DART will collide with the smaller body of the Didymos binary asteroid system in September 2022, striking at a speed of around 6.6 km per second.

Observing from across space will still leave multiple unknowns, such as the precise mass of Dimorphos, its makeup and its internal structure - as well as the size and shape of the crater left by DART. So, in November 2024 Hera will head towards the Didymos system, commencing its detailed 'crime scene investigation' of the two asteroids in late 2026.

By gathering data close-up, Hera will help turn DART's grand scale impact experiment into a well-understood and repeatable deflection technique - ready to be deployed if an asteroid should ever be spotted heading Earthward.

"The distant end point of all this activity will soon become much more tangible, notes Patrick Michel, CNRS Director of Research of France's Cote d'Azur Observatory and Hera's Principal Investigator."Either directly or through its accompanying Italian-made LICIACube 'selfie-sat', DART next year should give us our first brief close-up of the Didymos system.

"An international community of people are anticipating that initial glimpse, then the more detailed survey that will follow from Hera. In all there are hundreds of researchers from dozens of institutions located across Europe, the US and other countries as far afield as Japan and Uruguay involved in the two missions, their work coordinated through the AIDA collaboration, with a wide cross-participation between DART and Hera scientists."

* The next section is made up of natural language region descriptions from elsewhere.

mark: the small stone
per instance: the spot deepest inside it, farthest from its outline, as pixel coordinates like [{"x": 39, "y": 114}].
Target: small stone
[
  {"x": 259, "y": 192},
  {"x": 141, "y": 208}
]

ESA support for DART departure ESA's deep space ground station at New Norcia in Western Australia will be supporting NASA's Deep Space Network during DART's launch.

The station's agile, 4.5m antenna, which is specifically designed for initial acquisition of a spacecraft following launch, will capture the first signal from DART after it separates from its Falcon 9 launcher and help maintain contact as the spacecraft heads into interplanetary space.